Eichler, J.; Wendling, C.; Huver, S.; Zouiouich, M.; Hanss, V.; Cardinal, A.; Fimbel, V.; Birck, C.; McEwen, A. G.; Knorr, C.; Fromental-Ramain, C.; Boutry, M.; Chenard, M.-P.; DRIN, G.; Tomasetto, C.; ALPY, F.

Membrane contact sites (MCS) are dynamic regions where the membranes of two organelles come into close apposition. MCSs play many roles in cellular homeostasis by facilitating inter-organelle lipid and ion exchange as well as organelle positioning. The late endosome/lysosome (LE/Lys) cholesterol transfer protein STARD3 (StAR-related lipid transfer (START) domain containing protein 3) forms reversible contacts between the LE/Lys and the endoplasmic reticulum (ER). This tether protein contains a Phospho-FFAT motif (two phenylalanines (FF) in an acidic tract (AT)) whose interaction with ER-resident VAP proteins is phosphorylation-dependent.
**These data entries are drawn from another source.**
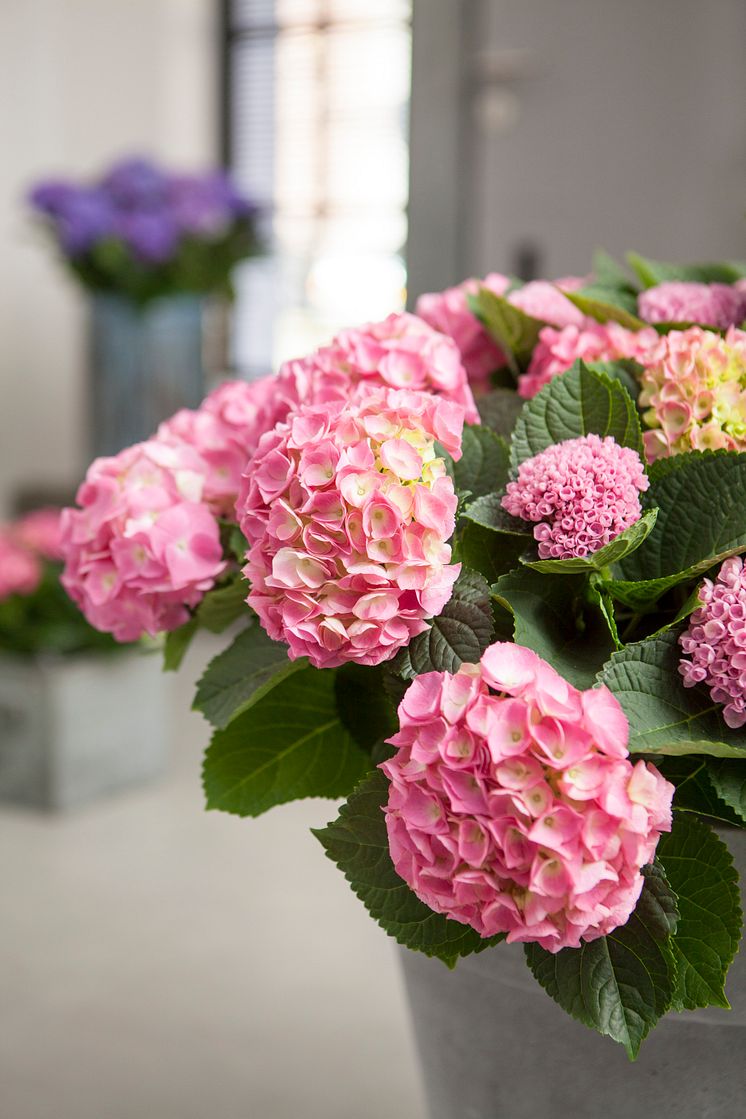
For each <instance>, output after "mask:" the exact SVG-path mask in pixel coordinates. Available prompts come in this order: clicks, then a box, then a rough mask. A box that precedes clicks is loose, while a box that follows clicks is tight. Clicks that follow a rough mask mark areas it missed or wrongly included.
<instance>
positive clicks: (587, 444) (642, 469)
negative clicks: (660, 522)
mask: <svg viewBox="0 0 746 1119" xmlns="http://www.w3.org/2000/svg"><path fill="white" fill-rule="evenodd" d="M648 486H649V482H648V477H646V474H645V471H644V468H643V464H642V461H641V459H640V455H639V454H638V453H636V452H635V451H633V450H632V449H631V448H627V446H620V444H618V443H617V442H616V441H615V440H614V439H612V436H611V435H607V436H606V438H605V439H601V436H599V435H595V434H591V435H583V436H580V438H579V439H568V440H565V442H563V443H555V444H554V445H553V446H549V448H547V450H546V451H541V452H540V453H539V454H536V455H535V457H533V458H532V459H527V461H526V462H522V463H521V466H520V468H519V470H518V477H517V478H516V479H514V480H513V481H511V482H509V483H508V486H507V489H506V495H504V497H503V499H502V506H503V508H504V509H506V510H507V511H508V513H509V514H510V515H511V516H513V517H521V518H522V519H523V520H529V521H533V523H535V524H536V528H535V529H533V536H535V539H536V540H537V542H538V545H539V557H540V558H541V559H568V558H570V557H573V556H587V555H591V554H593V553H594V552H597V551H598V549H599V548H602V547H604V546H605V545H606V544H608V543H610V542H611V540H613V539H614V537H615V536H618V534H620V533H623V532H624V529H625V528H629V527H630V526H631V525H633V524H634V523H635V521H636V520H640V516H641V507H640V493H641V492H642V491H644V490H646V489H648Z"/></svg>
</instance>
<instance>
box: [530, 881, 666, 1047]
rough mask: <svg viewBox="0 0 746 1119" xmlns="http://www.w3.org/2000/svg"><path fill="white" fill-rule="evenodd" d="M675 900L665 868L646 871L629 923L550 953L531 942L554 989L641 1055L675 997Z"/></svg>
mask: <svg viewBox="0 0 746 1119" xmlns="http://www.w3.org/2000/svg"><path fill="white" fill-rule="evenodd" d="M674 921H676V901H674V900H673V895H672V894H671V891H670V888H669V887H668V886H667V885H665V880H664V878H663V877H662V876H661V875H660V873H659V872H653V873H652V874H650V875H646V876H645V883H644V885H643V891H642V894H641V897H640V901H639V902H638V905H636V908H635V910H634V912H633V914H632V916H631V918H630V920H629V921H627V923H626V924H624V925H622V927H621V928H618V929H615V930H614V932H612V933H610V934H608V935H607V937H601V938H599V939H598V940H594V941H592V942H591V943H584V944H583V946H582V947H580V948H564V949H561V951H559V952H556V953H554V955H553V953H551V952H548V951H546V950H545V949H544V948H540V947H539V946H538V944H527V946H526V959H527V962H528V966H529V968H530V969H531V971H532V974H533V976H535V978H536V979H537V980H538V982H539V984H540V985H541V986H542V987H544V989H545V990H546V991H547V994H548V995H549V996H550V997H551V998H554V1000H555V1002H556V1003H558V1004H559V1006H561V1007H563V1009H564V1010H566V1012H567V1013H568V1014H569V1015H570V1016H572V1017H574V1018H577V1019H578V1021H579V1022H583V1023H584V1024H585V1025H586V1026H589V1027H591V1028H592V1029H596V1031H598V1033H599V1034H603V1035H605V1036H607V1037H611V1038H612V1040H613V1041H615V1042H618V1043H620V1044H621V1045H623V1046H624V1049H625V1050H626V1052H627V1055H629V1057H630V1059H631V1060H632V1061H634V1060H635V1057H636V1056H638V1053H639V1052H640V1046H641V1044H642V1042H643V1041H644V1038H645V1037H646V1036H648V1034H649V1033H650V1031H651V1029H652V1028H653V1026H654V1025H655V1024H657V1022H658V1021H659V1019H660V1018H661V1017H662V1015H663V1014H665V1012H667V1010H668V1008H669V1007H670V1005H671V1000H672V998H673V990H674V984H676V978H677V969H676V963H674V959H673V955H672V952H671V949H670V943H671V941H670V939H669V937H670V929H671V924H672V922H674Z"/></svg>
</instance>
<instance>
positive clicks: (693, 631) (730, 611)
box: [679, 556, 746, 727]
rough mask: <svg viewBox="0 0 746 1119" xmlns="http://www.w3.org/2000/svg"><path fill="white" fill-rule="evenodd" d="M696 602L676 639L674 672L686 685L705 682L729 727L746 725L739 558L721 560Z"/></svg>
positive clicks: (744, 615) (695, 683)
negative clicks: (713, 574) (676, 657)
mask: <svg viewBox="0 0 746 1119" xmlns="http://www.w3.org/2000/svg"><path fill="white" fill-rule="evenodd" d="M699 602H700V605H699V606H698V608H697V609H696V610H695V612H693V613H692V615H691V618H690V619H689V626H688V627H687V629H686V630H684V632H683V633H682V634H681V637H680V638H679V645H680V646H681V648H682V650H683V652H684V653H686V656H684V657H682V658H681V661H680V664H679V671H680V673H681V676H682V677H683V684H684V687H687V688H692V687H695V685H696V684H705V685H706V686H707V687H708V688H709V690H710V696H711V697H712V700H714V702H715V703H718V704H723V717H724V718H725V721H726V723H727V724H728V726H730V727H738V726H743V725H744V723H746V571H745V570H744V562H743V559H742V558H740V556H731V557H730V558H729V559H726V561H725V563H724V564H723V566H721V567H720V571H719V572H718V575H717V579H716V580H715V581H712V580H709V579H706V580H705V581H703V583H702V585H701V586H700V589H699Z"/></svg>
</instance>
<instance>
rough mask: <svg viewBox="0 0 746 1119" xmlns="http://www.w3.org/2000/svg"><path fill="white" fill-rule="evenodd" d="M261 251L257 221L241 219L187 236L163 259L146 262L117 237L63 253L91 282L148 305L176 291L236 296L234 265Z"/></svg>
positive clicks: (74, 266)
mask: <svg viewBox="0 0 746 1119" xmlns="http://www.w3.org/2000/svg"><path fill="white" fill-rule="evenodd" d="M261 251H262V246H261V244H259V242H258V239H257V236H256V231H255V228H254V223H253V222H251V220H248V219H239V220H236V222H234V223H233V224H232V225H230V227H229V228H228V229H226V232H225V233H224V234H223V235H221V236H218V237H210V238H209V239H208V238H204V237H188V236H185V237H182V238H181V241H180V242H179V245H178V246H177V248H176V251H174V253H173V254H172V256H171V257H170V258H169V260H168V261H164V262H163V263H161V264H152V263H151V264H149V263H144V262H143V261H141V260H139V257H138V256H136V255H135V254H134V253H133V252H132V251H131V250H130V248H129V247H128V245H126V244H125V243H124V242H123V241H121V239H119V238H116V237H110V238H107V239H105V241H100V242H97V243H96V244H95V245H94V246H93V248H92V250H91V251H89V252H88V253H86V254H84V255H82V256H76V257H75V258H70V257H67V256H66V255H65V254H64V253H63V256H64V258H65V263H66V264H67V266H68V267H69V269H70V270H72V272H73V273H74V274H75V275H76V276H77V279H78V280H79V281H81V283H82V284H83V285H84V286H85V288H88V289H91V290H92V291H95V292H101V293H107V294H115V295H121V297H123V298H124V299H125V300H128V301H129V302H130V303H131V304H132V305H133V307H134V308H135V309H138V310H143V309H147V308H148V307H149V305H150V304H151V303H152V302H154V301H155V300H158V299H164V298H171V297H173V295H201V294H206V293H217V294H223V295H224V297H227V298H230V297H232V295H233V288H232V283H230V273H232V271H233V269H234V267H235V265H236V264H237V263H238V262H239V261H242V260H245V258H246V257H247V256H255V255H257V254H258V253H259V252H261Z"/></svg>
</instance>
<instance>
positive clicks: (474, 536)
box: [459, 499, 530, 584]
mask: <svg viewBox="0 0 746 1119" xmlns="http://www.w3.org/2000/svg"><path fill="white" fill-rule="evenodd" d="M485 500H487V499H485ZM469 511H470V510H466V515H469ZM529 539H530V538H529V537H526V536H523V535H520V536H517V535H513V534H510V533H495V532H493V530H492V529H491V528H484V527H483V526H482V525H480V524H475V523H472V521H471V520H469V521H466V523H465V524H464V526H463V528H462V529H461V533H460V537H459V559H461V562H462V563H464V564H465V565H466V567H471V570H472V571H478V572H480V574H482V575H484V577H485V580H487V581H488V583H490V584H491V583H494V582H495V581H497V580H498V579H500V576H501V575H506V574H507V573H508V572H509V571H512V570H513V568H514V567H517V566H518V562H519V558H520V556H521V554H522V553H523V552H525V551H526V547H527V545H528V542H529Z"/></svg>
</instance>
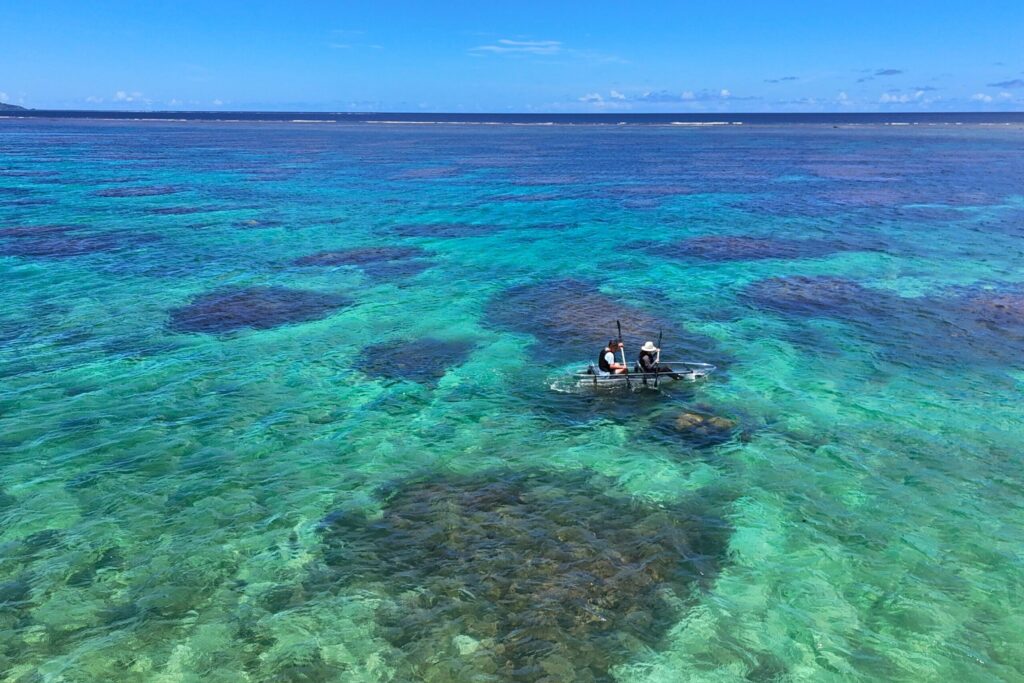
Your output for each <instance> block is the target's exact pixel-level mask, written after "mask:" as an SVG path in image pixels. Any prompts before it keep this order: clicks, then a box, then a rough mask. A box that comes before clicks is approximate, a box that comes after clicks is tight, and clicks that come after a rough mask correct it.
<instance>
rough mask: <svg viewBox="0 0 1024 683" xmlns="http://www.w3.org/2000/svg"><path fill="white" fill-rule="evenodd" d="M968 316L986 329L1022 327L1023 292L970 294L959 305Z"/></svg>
mask: <svg viewBox="0 0 1024 683" xmlns="http://www.w3.org/2000/svg"><path fill="white" fill-rule="evenodd" d="M961 305H962V307H963V308H964V310H965V311H966V312H967V314H968V315H970V316H971V317H973V318H974V319H975V321H976V322H977V323H979V324H981V325H984V326H985V327H987V328H990V329H993V330H998V331H1005V330H1010V329H1014V328H1017V329H1020V328H1022V327H1024V292H1022V291H1005V290H1004V291H998V290H996V291H984V292H977V293H973V294H970V295H968V296H966V297H964V299H963V300H962V303H961Z"/></svg>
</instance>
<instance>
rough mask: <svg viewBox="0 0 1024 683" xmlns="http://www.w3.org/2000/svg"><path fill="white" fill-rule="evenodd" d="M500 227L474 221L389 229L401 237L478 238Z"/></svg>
mask: <svg viewBox="0 0 1024 683" xmlns="http://www.w3.org/2000/svg"><path fill="white" fill-rule="evenodd" d="M500 229H501V228H500V227H498V226H496V225H478V224H474V223H416V224H409V225H395V226H393V227H391V228H389V231H390V232H391V233H392V234H396V236H398V237H401V238H478V237H482V236H485V234H493V233H495V232H497V231H498V230H500Z"/></svg>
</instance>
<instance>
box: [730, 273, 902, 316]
mask: <svg viewBox="0 0 1024 683" xmlns="http://www.w3.org/2000/svg"><path fill="white" fill-rule="evenodd" d="M890 296H891V295H889V294H887V293H884V292H872V291H870V290H868V289H866V288H865V287H863V286H861V285H860V284H858V283H856V282H854V281H852V280H845V279H843V278H829V276H814V278H809V276H806V275H793V276H790V278H769V279H767V280H760V281H758V282H756V283H753V284H752V285H750V286H749V287H748V288H746V289H745V291H744V292H743V294H742V298H743V299H745V300H748V301H750V302H752V303H754V304H755V305H757V306H759V307H762V308H769V309H772V310H776V311H779V312H783V313H790V314H794V315H805V316H818V315H836V316H840V317H843V316H846V315H847V314H849V313H850V312H851V311H854V310H856V309H858V308H871V307H873V306H872V305H871V300H872V299H874V298H885V299H888V298H889V297H890Z"/></svg>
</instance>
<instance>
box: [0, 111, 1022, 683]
mask: <svg viewBox="0 0 1024 683" xmlns="http://www.w3.org/2000/svg"><path fill="white" fill-rule="evenodd" d="M92 116H93V117H95V116H96V115H95V114H93V115H92ZM102 116H103V117H104V119H106V120H97V119H95V118H92V119H89V118H85V115H81V114H80V115H69V116H68V117H65V116H63V115H57V114H54V113H17V114H16V116H12V117H10V118H5V119H3V120H0V285H2V291H3V305H2V306H0V454H2V455H0V679H2V680H4V681H76V682H77V681H113V680H125V681H138V680H146V681H148V680H153V681H200V680H202V681H209V682H213V681H396V682H397V681H437V682H442V681H559V682H561V681H620V682H639V681H643V682H648V683H654V682H669V681H805V680H808V681H810V680H813V681H820V680H825V681H828V680H836V681H839V680H844V681H846V680H862V681H877V680H896V681H915V682H916V681H946V680H959V681H992V680H1007V681H1014V680H1022V679H1024V638H1022V634H1024V606H1022V601H1021V597H1022V595H1024V473H1022V472H1024V447H1022V446H1024V412H1022V410H1021V407H1020V405H1021V401H1020V397H1021V392H1022V390H1024V271H1022V268H1021V263H1022V262H1024V261H1022V259H1024V189H1022V187H1024V116H1022V115H967V114H964V115H892V114H886V115H864V116H852V115H849V116H846V115H845V116H837V115H804V116H790V115H784V116H776V117H771V116H766V115H714V116H708V117H694V116H682V115H675V116H665V117H662V116H656V117H651V116H647V117H643V118H642V119H637V118H636V117H633V116H620V115H613V116H611V115H609V116H607V117H603V118H594V117H578V116H575V115H567V116H566V117H554V116H540V117H519V116H517V117H505V116H497V115H494V116H493V115H486V116H480V117H467V116H462V115H459V116H456V115H452V116H451V117H449V118H445V117H437V116H434V115H430V117H429V118H427V119H424V118H421V117H420V115H323V114H315V115H307V114H294V113H289V114H274V115H245V116H243V115H230V116H228V115H224V114H209V115H207V114H204V115H187V116H186V115H181V114H179V113H169V114H166V115H159V116H161V117H166V118H169V119H184V118H187V119H189V120H186V121H178V120H164V121H159V120H147V121H133V120H115V119H117V118H119V117H121V116H122V115H113V114H112V115H110V116H108V115H106V114H103V115H102ZM124 116H126V117H127V118H129V119H139V118H146V119H154V118H157V117H158V115H153V114H148V113H147V114H144V115H141V114H138V113H134V114H131V115H127V114H126V115H124ZM225 118H233V119H238V121H234V122H227V121H223V120H222V119H225ZM215 119H216V120H215ZM242 119H249V120H242ZM296 121H305V122H306V123H295V122H296ZM389 121H391V122H398V123H387V122H389ZM417 121H424V122H431V124H432V125H415V124H412V123H410V122H417ZM673 122H677V123H678V124H683V125H673ZM442 123H450V124H451V123H464V124H471V123H476V124H484V123H486V124H492V125H433V124H442ZM595 123H603V124H613V125H582V124H595ZM620 123H622V124H623V125H617V124H620ZM709 123H720V124H722V125H693V124H709ZM514 124H538V125H514ZM557 124H577V125H557ZM638 124H647V125H638ZM686 124H689V125H686ZM616 321H617V322H620V323H621V324H622V326H623V333H624V338H625V342H626V350H627V353H628V354H629V355H630V356H633V355H635V353H636V351H637V349H638V348H639V346H640V344H642V343H643V342H644V341H647V340H654V341H656V340H657V338H658V336H659V335H660V336H662V338H663V347H664V349H665V350H664V355H666V356H669V357H672V358H677V359H684V360H694V361H705V362H711V364H714V365H715V366H717V368H718V370H717V371H716V372H715V373H714V374H713V375H712V376H711V377H710V378H708V379H707V380H705V381H699V382H677V383H666V384H659V385H658V386H657V387H653V386H649V385H648V386H643V385H642V384H639V383H635V384H633V386H631V387H628V388H625V389H618V390H602V389H598V390H595V389H593V388H592V387H588V386H579V385H578V384H577V383H575V382H574V381H573V380H572V378H571V373H572V372H573V371H575V370H578V369H580V368H581V367H583V366H585V365H586V364H588V362H591V361H593V360H594V359H595V358H596V356H597V353H598V351H599V349H600V348H601V346H603V344H605V343H606V342H607V341H608V339H609V338H612V337H614V336H616V330H615V322H616Z"/></svg>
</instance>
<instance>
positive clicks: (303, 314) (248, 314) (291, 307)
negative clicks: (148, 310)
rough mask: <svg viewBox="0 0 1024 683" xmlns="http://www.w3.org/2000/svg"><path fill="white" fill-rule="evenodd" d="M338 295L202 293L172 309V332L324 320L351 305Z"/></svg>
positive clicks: (171, 325)
mask: <svg viewBox="0 0 1024 683" xmlns="http://www.w3.org/2000/svg"><path fill="white" fill-rule="evenodd" d="M351 303H352V302H351V300H350V299H348V298H347V297H344V296H341V295H338V294H324V293H321V292H309V291H305V290H291V289H286V288H283V287H245V288H234V287H227V288H223V289H220V290H215V291H213V292H208V293H206V294H202V295H200V296H198V297H196V298H195V299H193V300H191V302H190V303H188V304H187V305H185V306H181V307H179V308H174V309H172V310H171V317H170V322H169V328H170V329H171V330H172V331H174V332H204V333H209V334H221V333H226V332H233V331H236V330H241V329H244V328H250V329H253V330H267V329H270V328H276V327H280V326H283V325H293V324H295V323H308V322H310V321H316V319H321V318H324V317H327V316H328V315H330V314H331V313H333V312H334V311H336V310H339V309H341V308H345V307H347V306H349V305H351Z"/></svg>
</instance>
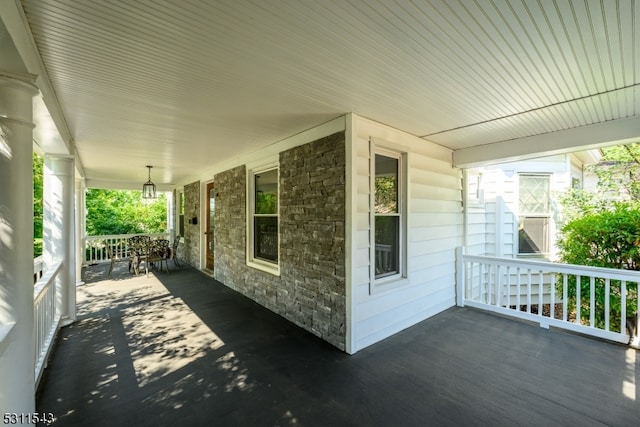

In this study, we identify Glycogen Synthase Kinase 3 (GSK3 and GSK3{beta}) as the kinases responsible for phosphorylating serine 209 within the Phospho-FFAT motif of STARD3. This phosphorylation event is both necessary and sufficient to activate STARD3\'s tethering activity, thereby promoting ER-LE/Lys contacts. Furthermore, we show that the ER-LE/Lys tethering activity made by STARD3 regulates endosome positioning, revealing an additional function for STARD3 on endosome biology. Our findings establish a direct and critical role for GSK3 in regulating MCS dynamics via STARD3 phosphorylation. This novel insight into GSK3-mediated phosphorylation expands our understanding of the molecular mechanisms governing inter-organelle communication.